The insidious spread of the new airport whole body imaging devices continues to rush across the United States.  I say insidious because credible experts on radiation have raised alarming concerns about the level of x-ray radiation we are being exposed to when going through the machines.

The good news is that we have the right (at least at present) to refuse to go through one of these machines.  The downside to that is this is – perhaps understandably – considered a 'red flag' and so it means we'll get a secondary pat-down (as well as going through a traditional metal detector).

And now the other shoe is dropping on this.  The TSA are proudly announcing a new type of pat-down search that will be more invasive and more personal than the former rather delicate touchy-feely experience.

But, of course, this isn't designed to 'punish' people from refusing to submit to a possibly dangerous dose of X-rays.  Oh no, why ever would you think that?

Now for the really bad news.  The same types of radiation machines are now being mounted in unmarked vans and are being used by security services to conduct 'driveby' inspections of nearby houses, vehicles, and people on the street in general.  Two thoughts about this.

First, unlike at an airport, we surely don't have any opportunity at all to decline such a covert dose of radiation, because we'll never know we received it.

Second, how much massively more powerful must such machines be to operate from a distance of many feet from the target being examined, and to potentially punch through metal and building exteriors, instead of being aimed at people wearing only a light layer of clothing and only a foot away from the radiation emitter and receiver?

So next time you see a plain white panel van cruising along the street towards you, be aware that it might be filling you full of x-rays as it goes past.  My guess – more people will die from the radiation emitted from the van than will be saved as a result of such vans detecting terrorists and foiling terror plots on our streets.

I'd advocate wearing a tinfoil hat and underwear, but clearly if one of these units is powerful enough to shoot X-rays through the side of a car or van or house, and then have the X-rays still with enough energy to bounce back through the metal on a return journey back to the detector, then it will take a lot more than a few layers of Reynolds tinfoil wrapped around ourselves to protect us from this – oh, yes – harmless radiation.

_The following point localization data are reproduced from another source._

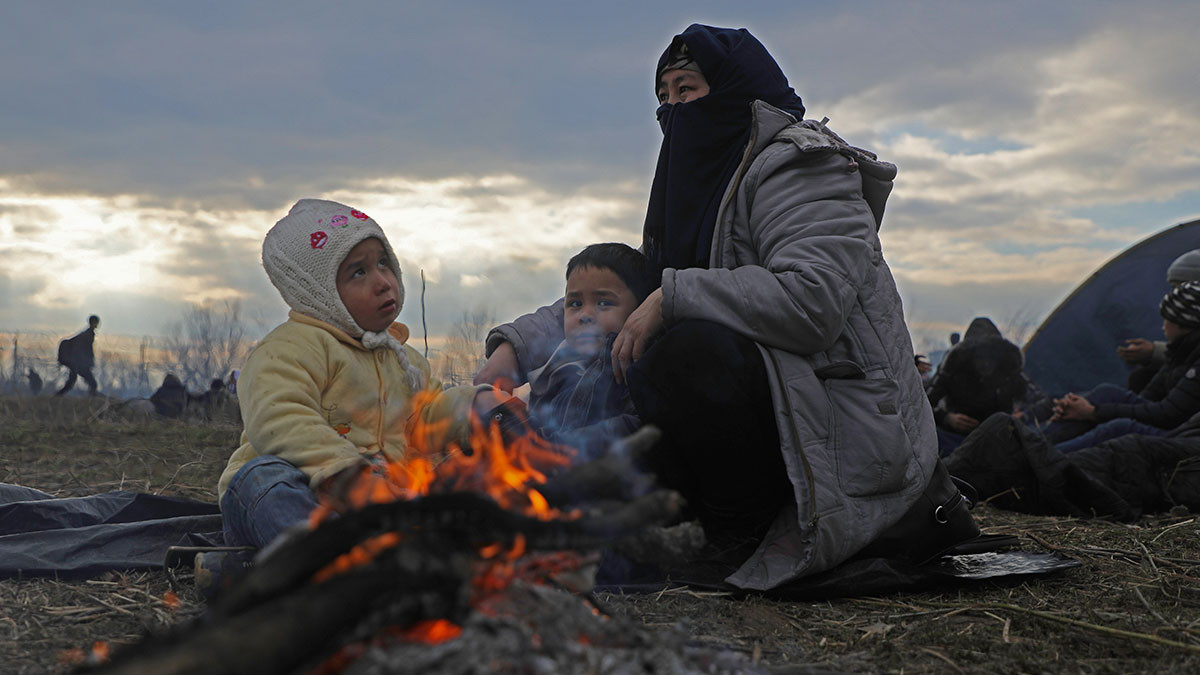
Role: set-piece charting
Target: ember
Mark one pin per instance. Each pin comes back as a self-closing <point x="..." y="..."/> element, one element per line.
<point x="419" y="572"/>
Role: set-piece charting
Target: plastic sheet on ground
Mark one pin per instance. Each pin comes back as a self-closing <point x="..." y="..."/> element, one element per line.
<point x="79" y="537"/>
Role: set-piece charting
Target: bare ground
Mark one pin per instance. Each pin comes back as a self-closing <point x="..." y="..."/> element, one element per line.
<point x="1133" y="607"/>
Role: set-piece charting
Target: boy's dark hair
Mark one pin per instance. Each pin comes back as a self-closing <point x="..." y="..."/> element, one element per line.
<point x="624" y="261"/>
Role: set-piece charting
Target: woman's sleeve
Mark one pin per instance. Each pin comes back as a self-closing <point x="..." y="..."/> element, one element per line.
<point x="280" y="393"/>
<point x="533" y="336"/>
<point x="1180" y="404"/>
<point x="816" y="248"/>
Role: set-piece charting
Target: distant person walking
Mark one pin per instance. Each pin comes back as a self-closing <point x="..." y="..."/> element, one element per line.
<point x="77" y="354"/>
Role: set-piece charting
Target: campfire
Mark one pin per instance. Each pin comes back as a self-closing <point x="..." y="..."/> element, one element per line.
<point x="479" y="560"/>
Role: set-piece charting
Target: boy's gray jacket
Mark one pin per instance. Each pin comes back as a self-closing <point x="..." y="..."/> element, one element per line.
<point x="796" y="266"/>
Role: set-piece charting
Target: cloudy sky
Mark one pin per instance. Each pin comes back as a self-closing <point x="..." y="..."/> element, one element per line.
<point x="145" y="148"/>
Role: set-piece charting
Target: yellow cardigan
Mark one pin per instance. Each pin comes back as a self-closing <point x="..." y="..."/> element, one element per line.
<point x="317" y="398"/>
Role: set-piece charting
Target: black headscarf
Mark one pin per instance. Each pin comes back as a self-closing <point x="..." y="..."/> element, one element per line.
<point x="703" y="141"/>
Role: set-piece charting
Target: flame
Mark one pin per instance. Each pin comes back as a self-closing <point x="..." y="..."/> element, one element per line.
<point x="99" y="651"/>
<point x="361" y="554"/>
<point x="431" y="632"/>
<point x="508" y="472"/>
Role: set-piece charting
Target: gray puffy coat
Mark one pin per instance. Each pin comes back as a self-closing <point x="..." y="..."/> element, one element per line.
<point x="796" y="266"/>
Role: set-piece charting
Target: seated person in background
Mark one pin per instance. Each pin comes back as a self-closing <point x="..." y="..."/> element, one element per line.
<point x="979" y="376"/>
<point x="1147" y="357"/>
<point x="1168" y="400"/>
<point x="333" y="394"/>
<point x="575" y="399"/>
<point x="924" y="368"/>
<point x="35" y="382"/>
<point x="171" y="398"/>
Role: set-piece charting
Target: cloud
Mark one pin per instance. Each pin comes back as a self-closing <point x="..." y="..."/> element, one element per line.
<point x="495" y="242"/>
<point x="154" y="144"/>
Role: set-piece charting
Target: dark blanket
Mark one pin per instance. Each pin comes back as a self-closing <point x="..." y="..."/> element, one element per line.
<point x="1014" y="467"/>
<point x="77" y="537"/>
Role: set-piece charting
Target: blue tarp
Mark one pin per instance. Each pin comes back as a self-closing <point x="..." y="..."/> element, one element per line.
<point x="1075" y="347"/>
<point x="77" y="537"/>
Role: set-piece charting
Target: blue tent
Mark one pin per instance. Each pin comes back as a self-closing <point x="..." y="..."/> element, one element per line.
<point x="1075" y="346"/>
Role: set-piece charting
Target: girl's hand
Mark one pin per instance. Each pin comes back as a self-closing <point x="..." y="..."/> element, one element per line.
<point x="960" y="423"/>
<point x="501" y="368"/>
<point x="640" y="328"/>
<point x="1073" y="406"/>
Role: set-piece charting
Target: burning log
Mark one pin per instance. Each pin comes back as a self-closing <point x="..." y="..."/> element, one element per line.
<point x="288" y="613"/>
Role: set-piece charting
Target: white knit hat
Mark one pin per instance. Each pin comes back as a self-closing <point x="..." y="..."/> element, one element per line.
<point x="301" y="255"/>
<point x="303" y="251"/>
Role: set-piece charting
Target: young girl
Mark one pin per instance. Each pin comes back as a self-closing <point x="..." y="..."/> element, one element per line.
<point x="331" y="389"/>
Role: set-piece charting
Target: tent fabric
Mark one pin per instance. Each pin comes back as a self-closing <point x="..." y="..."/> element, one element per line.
<point x="1017" y="469"/>
<point x="79" y="537"/>
<point x="1074" y="348"/>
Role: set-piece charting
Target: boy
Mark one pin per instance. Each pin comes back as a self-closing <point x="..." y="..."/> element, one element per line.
<point x="575" y="399"/>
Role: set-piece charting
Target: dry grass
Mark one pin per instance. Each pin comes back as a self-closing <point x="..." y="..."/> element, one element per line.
<point x="1133" y="607"/>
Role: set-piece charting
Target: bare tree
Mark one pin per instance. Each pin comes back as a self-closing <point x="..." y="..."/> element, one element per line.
<point x="207" y="344"/>
<point x="463" y="352"/>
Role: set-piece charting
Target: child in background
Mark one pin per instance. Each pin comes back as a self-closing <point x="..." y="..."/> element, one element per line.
<point x="331" y="389"/>
<point x="575" y="399"/>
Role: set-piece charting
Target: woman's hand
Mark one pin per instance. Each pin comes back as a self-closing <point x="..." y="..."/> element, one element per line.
<point x="1137" y="351"/>
<point x="640" y="328"/>
<point x="501" y="368"/>
<point x="1073" y="406"/>
<point x="489" y="399"/>
<point x="960" y="423"/>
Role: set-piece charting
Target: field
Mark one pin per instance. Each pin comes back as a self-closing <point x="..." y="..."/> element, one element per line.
<point x="1133" y="607"/>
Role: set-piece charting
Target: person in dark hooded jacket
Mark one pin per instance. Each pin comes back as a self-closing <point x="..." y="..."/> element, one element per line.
<point x="76" y="353"/>
<point x="1169" y="399"/>
<point x="774" y="354"/>
<point x="979" y="376"/>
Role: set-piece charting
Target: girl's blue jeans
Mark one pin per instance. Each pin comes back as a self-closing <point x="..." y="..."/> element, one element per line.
<point x="267" y="496"/>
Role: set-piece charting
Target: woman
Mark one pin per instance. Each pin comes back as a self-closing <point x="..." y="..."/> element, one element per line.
<point x="774" y="356"/>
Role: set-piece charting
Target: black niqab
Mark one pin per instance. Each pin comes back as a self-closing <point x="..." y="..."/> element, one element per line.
<point x="703" y="141"/>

One final comment about this.  Are you aware of any public discussion or consensus decision authorizing our security services to roam the streets as they wish, directing beams of radiation at anything they choose?  I'm surely not.  Who are our security services answerable to?

More details, and a delightful promotional video from the company that makes these devices, here.

 

  One Response to “This Week’s Security Horror Story 27 Aug 2010”

  1. I can’t say it enough times: thank you for your witty review of the impromtu street theatre scenes you experienced in Auckland. Problem is, you had to pay a pretty hefty price for that airline ticket just to be part of the play-acting.
    I travel frequently, not incessantly, but frequently through airports such as LHR, LGW, BCN, ORD, IAD and have never once seen anyone dragged off kicking and screaming (or dragged off at all) by the costumed cast members.
    Keep up your expose, please, please please.